Amid major regulatory upheavals across Europe and the gambling industry, some good news finally come from Portugal where the government has reportedly dropped its plans to rev up gambling taxation to 25% this year as part of a budgetary assessment meeting.
Will Portugal Scrap Plans for 25% Tax on Gambling?
Rumors have intensified following a report last week that Portugal’s government had decided not to push ahead with a planned budgetary move that would have seen the flat tax rate on online gaming products would become a fixed rate at 25%. This would have been a killing blow for many of the operators in the country and it’s certainly a very visible danger all over Europe.
In the United Kingdom, British Chancellor of the Exchequer Phillip Hammond will attend a budget meeting on Monday, October 29 which may lead to an increase in the overall tax imposed on gaming revenue by additional 5% to 10%. This is a development that many of the local operators fear truthfully.

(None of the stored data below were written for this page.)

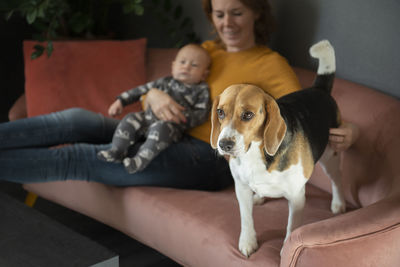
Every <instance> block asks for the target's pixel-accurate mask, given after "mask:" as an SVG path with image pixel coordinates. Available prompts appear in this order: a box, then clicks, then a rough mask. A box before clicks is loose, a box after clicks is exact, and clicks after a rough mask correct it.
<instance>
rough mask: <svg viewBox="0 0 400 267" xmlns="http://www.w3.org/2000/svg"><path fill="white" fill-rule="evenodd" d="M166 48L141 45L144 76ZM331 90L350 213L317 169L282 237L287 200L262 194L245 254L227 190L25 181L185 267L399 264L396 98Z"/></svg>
mask: <svg viewBox="0 0 400 267" xmlns="http://www.w3.org/2000/svg"><path fill="white" fill-rule="evenodd" d="M175 53H176V50H175V49H148V53H147V59H146V60H147V74H148V76H147V77H148V78H147V79H148V80H153V79H154V78H156V77H160V76H164V75H166V74H168V73H169V68H170V62H171V59H172V58H173V56H174V55H175ZM295 71H296V73H297V74H298V76H299V78H300V80H301V82H302V84H303V85H309V84H310V83H311V81H312V80H313V77H314V73H313V72H310V71H307V70H304V69H298V68H296V69H295ZM31 93H35V92H31ZM333 95H334V97H335V98H336V99H337V101H338V104H339V106H340V109H341V111H342V113H343V117H344V119H345V120H347V121H350V122H354V123H356V124H357V125H358V126H359V127H360V130H361V135H360V137H359V139H358V141H357V142H356V143H355V144H354V146H353V147H352V148H351V149H349V150H348V151H346V152H345V153H343V155H342V169H343V181H344V187H345V192H346V200H347V202H348V210H349V211H348V212H347V213H345V214H342V215H338V216H333V215H332V214H331V212H330V199H331V194H330V182H329V179H328V178H327V177H325V175H324V174H323V173H322V171H321V169H320V168H319V167H317V169H316V171H315V172H314V174H313V176H312V179H311V181H310V182H309V183H308V185H307V190H306V191H307V201H306V208H305V214H304V223H303V226H301V227H300V228H298V229H296V230H295V231H294V232H293V233H292V235H291V237H290V239H289V240H288V241H287V242H286V243H285V244H283V238H284V236H285V229H286V223H287V215H288V208H287V201H286V200H284V199H270V200H268V201H267V202H266V203H265V204H263V205H260V206H256V207H255V209H254V218H255V227H256V231H257V239H258V242H259V249H258V251H257V252H256V253H254V254H253V255H251V257H250V258H248V259H246V258H245V257H243V256H242V254H241V253H240V252H239V251H238V248H237V247H238V238H239V233H240V219H239V208H238V203H237V201H236V198H235V194H234V189H233V187H230V188H227V189H225V190H222V191H219V192H204V191H194V190H178V189H171V188H151V187H127V188H117V187H112V186H106V185H103V184H99V183H91V182H85V181H66V182H51V183H38V184H27V185H24V188H25V189H26V190H28V191H30V192H34V193H35V194H38V195H39V196H40V197H43V198H46V199H48V200H50V201H54V202H56V203H58V204H60V205H63V206H65V207H68V208H70V209H72V210H75V211H77V212H80V213H83V214H85V215H87V216H90V217H92V218H94V219H96V220H98V221H101V222H103V223H105V224H107V225H110V226H111V227H114V228H116V229H118V230H120V231H122V232H124V233H125V234H127V235H128V236H131V237H132V238H134V239H136V240H138V241H140V242H142V243H144V244H146V245H148V246H150V247H153V248H154V249H156V250H158V251H160V252H161V253H163V254H165V255H167V256H168V257H170V258H171V259H173V260H175V261H176V262H178V263H180V264H182V265H184V266H204V267H206V266H213V267H214V266H215V267H217V266H229V267H233V266H238V267H239V266H240V267H245V266H282V267H287V266H296V267H300V266H304V267H313V266H325V267H330V266H332V267H337V266H340V267H347V266H348V267H357V266H379V267H384V266H393V267H395V266H399V264H400V253H399V251H400V164H399V158H400V139H399V134H400V124H399V118H400V102H399V101H398V100H396V99H394V98H392V97H390V96H387V95H385V94H382V93H380V92H378V91H375V90H372V89H369V88H367V87H365V86H362V85H358V84H355V83H351V82H348V81H344V80H341V79H336V81H335V85H334V90H333ZM21 103H22V104H21ZM28 104H29V103H28ZM21 108H22V110H23V109H24V103H23V101H20V104H19V107H13V109H14V111H13V112H11V113H12V114H15V112H17V111H18V110H21ZM282 246H283V253H282V257H281V256H280V254H279V253H280V250H281V248H282Z"/></svg>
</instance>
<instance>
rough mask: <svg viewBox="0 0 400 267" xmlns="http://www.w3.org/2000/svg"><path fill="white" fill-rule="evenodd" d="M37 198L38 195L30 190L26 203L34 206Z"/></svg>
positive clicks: (29, 206)
mask: <svg viewBox="0 0 400 267" xmlns="http://www.w3.org/2000/svg"><path fill="white" fill-rule="evenodd" d="M36 199H37V195H36V194H34V193H31V192H28V194H27V195H26V198H25V204H26V205H28V206H29V207H33V205H35V202H36Z"/></svg>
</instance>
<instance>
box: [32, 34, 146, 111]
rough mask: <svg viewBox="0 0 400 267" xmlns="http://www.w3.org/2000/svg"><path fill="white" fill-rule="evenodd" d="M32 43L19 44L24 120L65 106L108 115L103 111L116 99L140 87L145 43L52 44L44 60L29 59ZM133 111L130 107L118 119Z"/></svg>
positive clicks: (66, 41) (145, 47)
mask: <svg viewBox="0 0 400 267" xmlns="http://www.w3.org/2000/svg"><path fill="white" fill-rule="evenodd" d="M36 44H37V42H35V41H24V58H25V92H26V99H27V110H28V116H30V117H32V116H36V115H40V114H46V113H49V112H54V111H59V110H63V109H66V108H71V107H82V108H86V109H89V110H92V111H96V112H100V113H102V114H104V115H108V114H107V113H108V112H107V111H108V107H109V106H110V104H111V103H112V102H114V101H115V99H116V96H117V95H119V94H120V93H121V92H123V91H125V90H128V89H130V88H133V87H136V86H138V85H141V84H144V83H145V82H146V66H145V54H146V53H145V52H146V39H138V40H132V41H59V42H58V41H57V42H54V51H53V54H52V55H51V57H50V58H48V57H47V56H46V55H43V56H41V57H40V58H38V59H35V60H31V59H30V55H31V53H32V51H33V47H34V45H36ZM139 107H140V105H130V106H129V107H127V108H125V109H124V114H126V113H127V112H131V111H134V110H138V108H139ZM121 116H123V115H121ZM121 116H120V117H121Z"/></svg>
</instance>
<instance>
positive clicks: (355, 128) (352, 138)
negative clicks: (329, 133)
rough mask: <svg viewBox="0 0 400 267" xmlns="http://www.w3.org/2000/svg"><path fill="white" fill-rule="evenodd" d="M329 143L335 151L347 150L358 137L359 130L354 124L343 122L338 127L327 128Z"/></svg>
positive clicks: (358, 134) (351, 123)
mask: <svg viewBox="0 0 400 267" xmlns="http://www.w3.org/2000/svg"><path fill="white" fill-rule="evenodd" d="M329 133H330V135H329V145H330V146H331V147H332V148H333V150H335V151H337V152H341V151H345V150H347V149H348V148H349V147H350V146H351V145H352V144H353V143H354V142H355V141H356V140H357V138H358V136H359V134H360V130H359V129H358V127H357V126H356V125H354V124H353V123H349V122H343V123H342V124H341V125H340V126H339V128H333V129H330V130H329Z"/></svg>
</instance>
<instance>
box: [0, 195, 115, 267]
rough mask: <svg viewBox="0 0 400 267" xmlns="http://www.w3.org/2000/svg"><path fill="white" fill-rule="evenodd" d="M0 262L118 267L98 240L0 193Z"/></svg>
mask: <svg viewBox="0 0 400 267" xmlns="http://www.w3.org/2000/svg"><path fill="white" fill-rule="evenodd" d="M0 266H6V267H30V266H32V267H33V266H35V267H41V266H43V267H52V266H57V267H62V266H65V267H71V266H76V267H80V266H82V267H86V266H92V267H118V266H119V257H118V255H116V254H115V253H114V252H112V251H110V250H108V249H107V248H105V247H103V246H101V245H100V244H98V243H96V242H94V241H92V240H90V239H88V238H87V237H85V236H82V235H80V234H78V233H76V232H74V231H72V230H71V229H69V228H68V227H66V226H64V225H62V224H60V223H58V222H56V221H54V220H52V219H51V218H49V217H47V216H46V215H43V214H41V213H40V212H38V211H36V210H35V209H33V208H30V207H28V206H26V205H25V204H23V203H21V202H19V201H18V200H16V199H13V198H12V197H10V196H8V195H5V194H3V193H0Z"/></svg>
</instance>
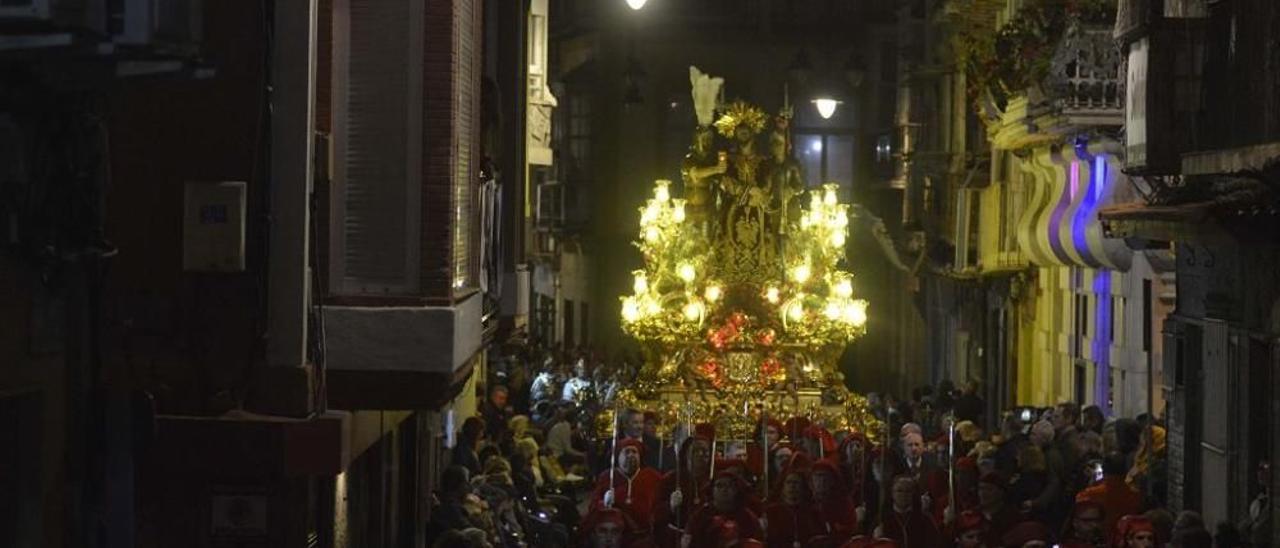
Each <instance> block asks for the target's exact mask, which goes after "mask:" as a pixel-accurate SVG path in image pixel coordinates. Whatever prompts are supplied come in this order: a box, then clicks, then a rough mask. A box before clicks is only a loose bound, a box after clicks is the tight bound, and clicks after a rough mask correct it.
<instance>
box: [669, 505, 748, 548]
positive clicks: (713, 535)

Despite the strong growth in revenue, it would be rather easy to tackle the subtle balance in the United Kingdom.
Portugal employs a scale to accurately tax its operators which allows gaming minnows to survive and actually compete with the big fish. However, there were rumors that the government may finally be getting tired of keeping track of revenue and using precious resources to accommodate the industry, considering instead a flat tax that would make matters simple.
The benefits of such a move are quite visible, as it will cut the redtape and also the administration’s time and efforts allocated to tracking taxes. But put it too low and big operators will have a field day. Conversely, rev the rate all the way to 25%, and then you will see a lot of the present operators succumb and disappear.
RGA’s Take on the Matter
Much like in the United Kingdom Portuguese legislators are actually going to have a budget meeting which is now scheduled for November 30 and it will gather all legally responsible parties. Similarly, the Remote Gambling Association (RGA) has expressed hopes that this will effectively formalize the cancellation of any plans to introduce a flat tax on gambling.
Nevertheless, RGA also considers a common tax threshold to be a good thing. However, the organization is also aware that trying to debate gambling taxes during a budget meeting would be counterproductive and it could ultimate hurt any meaningful reform.
With this in mind, the RGA has said that it would like to see the topic put back for discussion once the budget details have been cleared. Not everyone is happy about the state of taxation across Europe either.
As mentioned before, the fallout of the FBOTs legislation in the United Kingdom is finally having adverse effects on how matters are run in the country. Trying to squeeze out more money out of operators when some of them are on the cusp of having to eke out a living doesn’t bode well for business.
And while Portugal and the United Kingdom may seem like countries in trouble, Ireland’s own business entities are trying to fight a 2% revenue tax and reverse it back to its 1% levels.